Istruzione, Università e Ricerca formano la base su cui si costruisce una società avanzata e resiliente. Un sistema educativo efficace permette ai cittadini di sviluppare le competenze necessarie per il mercato del lavoro, stimola l’inventiva e favorisce la mobilità sociale. L’università e Ricerca, in particolare, è per il mondo (Beccalli 2025) motore di un sapere duttile e operativo, estendendo conoscenze e creando tecnologie che alimentano il miglioramento culturale e con esso l’inclusività occupazionale e la crescita economica.

Attraverso politiche mirate, il Ministero dell’Industria facilita la tenuta delle imprese nel tempo conservando e generando occupazione. Può assumersi anche il compito di un benchmarking trasparente sugli strumenti ritenuti efficaci sulla salute e da immettere in commercio.

I Ministeri del Lavoro e delle Politiche Sociali e della Sanità  garantiscono una popolazione sana e attiva, salvaguardando le fasce deboli e riducendo i costi sociali legati alle malattie così da migliorare la qualità della vita e il benessere di tutti.

Il compito di chiarificazione, spinta e integrazione, svolto dall’Agenzia interministeriale per l’innovazione dovrebbe condurre a ridisegnare l’ecosistema formativo rendendolo:

  1. Plastico: plasmabile dalle modernità pur mantenendo un giudizio critico su di esse.
  2. Pratico: rispondente a problemi reali, attuali e incombenti, e ispiratore di competenze trasversali e agili.
  3. Interdisciplinare: perfezionante conoscenze, metodologie e competenze provenienti da più discipline, per fornire una visione sufficientemente completa delle situazioni in corso e degli scenari prevedibili.
  4. Etico: mosso da prudenza e appropriatezza per non creare danni di nessun tipo, da quelli psicofisici a quelli sociali; capace di appianare le disuguaglianze nell’accesso alle nuove frontiere tecno-informatiche e nel farne esperienza; idoneo a considerare i benefici nel contesto, ossia sensibile a che i vantaggi per una parte interessata (per esempio, una maggiore efficienza organizzativa) non significhino compromessi o svantaggi per un’altra, come l’aumento del carico di lavoro burocratico per i medici (Cresswell 2025).

Alcune idee in tal senso, a puro titolo esemplificativo e non esaustivo e sempre con un’attenzione principale alla socio-sanità, potrebbero essere queste che seguono.

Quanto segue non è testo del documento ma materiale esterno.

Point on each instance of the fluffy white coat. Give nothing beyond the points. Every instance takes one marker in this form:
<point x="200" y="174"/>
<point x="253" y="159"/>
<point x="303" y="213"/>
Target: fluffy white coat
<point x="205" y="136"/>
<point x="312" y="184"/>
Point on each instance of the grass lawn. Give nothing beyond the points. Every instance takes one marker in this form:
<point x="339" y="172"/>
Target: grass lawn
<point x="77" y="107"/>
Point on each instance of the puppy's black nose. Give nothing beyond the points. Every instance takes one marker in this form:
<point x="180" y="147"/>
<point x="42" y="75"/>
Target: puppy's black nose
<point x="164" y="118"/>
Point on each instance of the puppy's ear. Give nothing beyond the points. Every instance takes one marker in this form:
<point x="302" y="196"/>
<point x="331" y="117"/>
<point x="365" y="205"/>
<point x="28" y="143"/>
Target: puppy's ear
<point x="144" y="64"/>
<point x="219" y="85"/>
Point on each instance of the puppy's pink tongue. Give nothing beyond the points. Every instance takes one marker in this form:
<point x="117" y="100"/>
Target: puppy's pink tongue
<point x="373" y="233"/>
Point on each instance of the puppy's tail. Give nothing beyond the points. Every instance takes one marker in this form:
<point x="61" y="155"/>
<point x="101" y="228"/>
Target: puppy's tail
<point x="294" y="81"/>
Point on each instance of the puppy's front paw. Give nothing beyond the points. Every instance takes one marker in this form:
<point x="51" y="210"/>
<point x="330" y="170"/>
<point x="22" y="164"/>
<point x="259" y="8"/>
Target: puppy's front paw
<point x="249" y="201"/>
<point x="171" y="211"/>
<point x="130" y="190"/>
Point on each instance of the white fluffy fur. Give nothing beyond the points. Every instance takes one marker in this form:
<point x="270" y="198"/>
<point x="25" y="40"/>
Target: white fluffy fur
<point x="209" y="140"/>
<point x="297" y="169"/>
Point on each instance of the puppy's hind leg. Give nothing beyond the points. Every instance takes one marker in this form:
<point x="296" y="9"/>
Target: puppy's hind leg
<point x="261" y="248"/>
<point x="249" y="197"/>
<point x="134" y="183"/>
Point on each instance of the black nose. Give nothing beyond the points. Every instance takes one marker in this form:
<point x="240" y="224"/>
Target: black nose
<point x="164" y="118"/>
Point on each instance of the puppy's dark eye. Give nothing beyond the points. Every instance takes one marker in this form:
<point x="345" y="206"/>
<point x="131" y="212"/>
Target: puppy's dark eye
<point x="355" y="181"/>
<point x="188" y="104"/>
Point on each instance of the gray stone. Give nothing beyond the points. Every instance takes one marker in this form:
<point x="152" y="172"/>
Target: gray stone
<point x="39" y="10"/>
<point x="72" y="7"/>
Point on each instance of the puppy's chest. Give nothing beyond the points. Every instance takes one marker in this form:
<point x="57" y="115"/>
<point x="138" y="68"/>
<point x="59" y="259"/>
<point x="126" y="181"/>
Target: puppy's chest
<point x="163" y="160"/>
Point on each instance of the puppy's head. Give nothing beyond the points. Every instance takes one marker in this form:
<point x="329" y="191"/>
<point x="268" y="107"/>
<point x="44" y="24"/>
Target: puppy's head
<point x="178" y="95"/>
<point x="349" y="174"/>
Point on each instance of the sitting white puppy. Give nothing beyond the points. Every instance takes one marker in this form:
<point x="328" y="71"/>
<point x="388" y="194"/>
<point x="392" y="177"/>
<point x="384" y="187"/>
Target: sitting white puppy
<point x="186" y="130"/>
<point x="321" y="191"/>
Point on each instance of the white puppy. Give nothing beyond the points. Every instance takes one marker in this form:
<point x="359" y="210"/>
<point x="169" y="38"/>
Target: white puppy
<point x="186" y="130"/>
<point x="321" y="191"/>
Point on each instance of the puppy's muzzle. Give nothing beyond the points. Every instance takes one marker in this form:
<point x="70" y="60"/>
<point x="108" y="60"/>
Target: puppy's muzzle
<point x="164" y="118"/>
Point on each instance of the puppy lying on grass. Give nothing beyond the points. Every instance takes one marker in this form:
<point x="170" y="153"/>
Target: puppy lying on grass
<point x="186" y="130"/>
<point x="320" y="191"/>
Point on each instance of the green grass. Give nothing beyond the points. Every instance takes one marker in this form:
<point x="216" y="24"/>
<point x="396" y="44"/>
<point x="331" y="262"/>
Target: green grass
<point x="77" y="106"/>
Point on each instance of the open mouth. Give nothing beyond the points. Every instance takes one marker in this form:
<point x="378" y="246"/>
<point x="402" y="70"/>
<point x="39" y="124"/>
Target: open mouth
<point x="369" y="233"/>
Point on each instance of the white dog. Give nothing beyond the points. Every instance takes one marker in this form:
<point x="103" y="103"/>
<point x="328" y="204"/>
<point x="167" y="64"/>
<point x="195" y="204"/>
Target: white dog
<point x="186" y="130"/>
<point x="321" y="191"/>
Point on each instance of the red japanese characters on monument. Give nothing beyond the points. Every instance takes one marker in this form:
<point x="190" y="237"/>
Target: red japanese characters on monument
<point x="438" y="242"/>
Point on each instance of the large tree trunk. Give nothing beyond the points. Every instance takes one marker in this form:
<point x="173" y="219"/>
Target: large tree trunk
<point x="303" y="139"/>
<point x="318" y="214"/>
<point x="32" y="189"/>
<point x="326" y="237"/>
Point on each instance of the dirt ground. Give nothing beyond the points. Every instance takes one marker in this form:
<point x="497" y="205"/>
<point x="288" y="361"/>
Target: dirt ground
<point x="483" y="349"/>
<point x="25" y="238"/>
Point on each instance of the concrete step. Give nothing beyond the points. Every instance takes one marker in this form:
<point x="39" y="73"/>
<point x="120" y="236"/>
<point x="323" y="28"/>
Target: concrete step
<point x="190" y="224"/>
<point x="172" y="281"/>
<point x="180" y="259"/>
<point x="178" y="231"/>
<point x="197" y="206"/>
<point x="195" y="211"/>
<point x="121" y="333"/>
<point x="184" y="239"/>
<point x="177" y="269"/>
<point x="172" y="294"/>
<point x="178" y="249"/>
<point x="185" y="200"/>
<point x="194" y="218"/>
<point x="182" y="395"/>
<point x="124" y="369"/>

1. Formazione abbinata: di base, continua e adattiva, e personalizzata

Promuovere una formazione di base non soltanto uniforme per tutti e orientata a soddisfare le necessità di un periodo determinato, ma continua e adattiva ovvero in grado di educare la mente a sapersi evolvere aggiustandosi su cambiamenti e aspettative. Inoltre, la formazione andrebbe a essere sempre più personalizzata: oltre a essere flessibile, il processo di apprendimento è confezionato su misura per ogni persona, tenendo conto delle sue preferenze, obiettivi e modalità di apprendimento. Essa è conseguibile con:

  • sistematici sondaggi tra gli addetti ai lavori concentrati sul tema “Dove si vede il valore e il potenziale positivo di determinate innovazioni”.
  • Corsi brevi, modulari e on demand con il supporto di piattaforme adaptive learning che, grazie all’intelligenza artificiale e all’analisi dei dati, riscontrano lacune e suggeriscono contenuti e forniscono tutor virtuali per un affiancamento costante.
  • simulazioni immersive: esperienze interattive che sfruttano tecnologie avanzate come la realtà virtuale (VR), la realtà aumentata (AR) e l’intelligenza artificiale (AI) per creare ambienti realistici e coinvolgenti per il training su nuove tecnologie (es. chirurgia robotica, interpretazione di immagini diagnostiche basate su deep learning).
  • Strumenti “just-in-time” che riducono il carico cognitivo. L’intelligenza artificiale (AI) integrata negli EMR (Electronic Medical Records) è in grado di sfruttare algoritmi avanzati per migliorare la gestione delle informazioni cliniche e aiutare i medici con suggerimenti intelligenti e contestuali ai casi in carico (es.: “Il paziente ha una complicazione inaspettata: ecco le ultime pubblicazioni a riguardo e i modi più aggiornati per affrontarla”).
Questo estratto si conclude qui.